The Chinese government announced more stimulus as Asian markets slip
20 February

The Chinese government announced more stimulus as Asian markets slip


Asian stocks slipped and so did the region’s currencies as virus cases rose in South Korea and Japan and investors quit local assets in favour of safety further afield. Gold traded above 1612$ but has since backtracked to 1608.73$. There was a jump in infections in South Korea, two deaths in Japan and researchers finding that the pathogen spreads more easily than previously believed. MSCI’s Asia-Pacific shares outside Japan slipped 0.3%, led by drops on Hang Seng and KOSPI. The S&P 500 traded a fraction softer and European futures fell 0.2%. Japan’s Nikkei was also in positive territory thanks to an overnight slide in the yen - a boon for exporters - but gains were pared as more cases of infections outside China hurt sentiment. South Korea’s government reported 31 new cases of coronavirus after a new outbreak was traced to a church, bringing the number of people infected in the country to 82. More than 2,100 people have died from the coronavirus in China and there are 74,500 cases there.

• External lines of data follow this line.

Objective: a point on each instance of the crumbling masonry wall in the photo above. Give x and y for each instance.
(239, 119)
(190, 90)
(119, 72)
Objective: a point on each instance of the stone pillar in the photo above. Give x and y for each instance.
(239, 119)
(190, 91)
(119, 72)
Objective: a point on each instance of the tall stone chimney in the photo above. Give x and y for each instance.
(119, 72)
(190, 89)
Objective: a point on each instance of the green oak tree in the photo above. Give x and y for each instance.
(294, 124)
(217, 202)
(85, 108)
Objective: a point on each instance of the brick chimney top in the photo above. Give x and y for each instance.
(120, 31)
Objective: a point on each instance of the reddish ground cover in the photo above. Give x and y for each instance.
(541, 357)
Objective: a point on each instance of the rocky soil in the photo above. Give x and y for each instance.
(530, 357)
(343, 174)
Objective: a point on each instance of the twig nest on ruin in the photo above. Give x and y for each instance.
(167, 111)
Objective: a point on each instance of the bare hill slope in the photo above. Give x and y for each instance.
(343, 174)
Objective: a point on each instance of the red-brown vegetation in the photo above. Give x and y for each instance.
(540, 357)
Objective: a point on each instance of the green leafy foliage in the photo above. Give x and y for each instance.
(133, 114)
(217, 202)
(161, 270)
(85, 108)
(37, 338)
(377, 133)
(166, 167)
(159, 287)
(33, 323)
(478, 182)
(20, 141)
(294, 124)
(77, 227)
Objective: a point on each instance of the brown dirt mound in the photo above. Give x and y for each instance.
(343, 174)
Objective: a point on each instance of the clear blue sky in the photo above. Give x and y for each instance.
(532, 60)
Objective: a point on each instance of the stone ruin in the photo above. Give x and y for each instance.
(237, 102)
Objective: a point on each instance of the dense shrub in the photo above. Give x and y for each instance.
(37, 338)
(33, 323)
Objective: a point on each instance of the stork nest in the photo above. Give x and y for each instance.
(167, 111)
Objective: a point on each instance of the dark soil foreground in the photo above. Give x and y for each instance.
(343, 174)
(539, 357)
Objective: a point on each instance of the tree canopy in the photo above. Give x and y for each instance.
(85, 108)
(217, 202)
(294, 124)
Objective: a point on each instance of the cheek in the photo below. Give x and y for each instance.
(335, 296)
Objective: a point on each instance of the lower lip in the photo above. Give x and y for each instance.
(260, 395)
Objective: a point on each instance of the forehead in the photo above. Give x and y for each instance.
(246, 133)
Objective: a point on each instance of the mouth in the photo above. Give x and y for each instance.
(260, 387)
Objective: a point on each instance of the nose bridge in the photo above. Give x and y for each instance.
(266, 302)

Currency markets are still reeling from an overnight plunge in the Japanese yen, which fell even as safe-haven assets such as gold climbed. The yen had been undermined by a run of weak data this week, but traders were unnerved when it blew past a support level at 110.30 per dollar, accelerating its fall and questioning its safe-haven status.  It dropped nearly 1.4% against the dollar, its sharpest fall in six months, and 2% against the Norwegian krone - its sharpest daily drop in almost three years. The skittish mood had investors dumping regional currencies in Asia. USDSGD traded above 1.4, an almost three-year low, the Korean won weakened past 1,200 to the dollar. Currencies from the Australian dollar to the Indian rupee were under pressure as concerns about the impact of the coronavirus drove money to the dollar.  The Australian dollar fell 0.6% to an 11-year low of $0.6633 after a surprise rise in unemployment.


The Chinese government has once again announced more stimulus. As expected, China’s banks cut the benchmark borrowing costs for new corporate and household loans but the Chinese government also went ahead with more cash injections and is easing curbs on the movement of people. It was also reported that big manufacturing hubs in China are also starting to get its factories to restart production although there are still limitations in place. The lowering of interest rates, cutting of corporate tax rates, increasing money supply, and the resuming of production is helping the market sentiment although there is fears that other countries like Japan and South Korea might start struggling with the virus as it spreads. China has reported a large drop in new cases and announced an expected interest rate cut to boost its economy as the yuan continues to lose ground against the USD having traded above 7.04 today.


European Union leaders will clash this week over the EU’s 2021-2027 budget as Britain’s exit leaves a 75 billion euro hole in the bloc’s finances just as it faces costly challenges such as becoming carbon neutral by 2050. The budget is the most tangible expression of key areas on which the EU members must focus over the next seven years and their willingness to stump up. For the coming seven-year cycle, the starting point for talks is 1.074% of the bloc’s gross national income (GNI), currently 1.09 trillion euros. By contrast, EU national budgets claw in on average 47% of the annual GDP. Disputes over hundredths of percentage points have kept EU and government officials busy for the last two years and many diplomats remain sceptical that a deal will be reached by Friday. The EU budget gets money from customs duties on goods entering its single market, a cut of sales tax, antitrust fines imposed by the EU on companies, and from national contributions. It spends money on subsidies for EU farmers, on equalizing living standards across the bloc, border management, research, security and various non-EU aid programs. Some net contributors - the Netherlands, Austria, Sweden and Denmark - want to limit the budget to 1.00% of GNI. Germany, the biggest contributor, is prepared to accept a bit more while still short of 1.07%. EU leaders will discuss the idea of a tax on plastic waste that would go to EU coffers and sharing some profits from trading carbon emission permits. The EU is also considering other taxes - on the digital economy, on flying, on financial transactions and on products made with high CO2 emissions imported into the EU.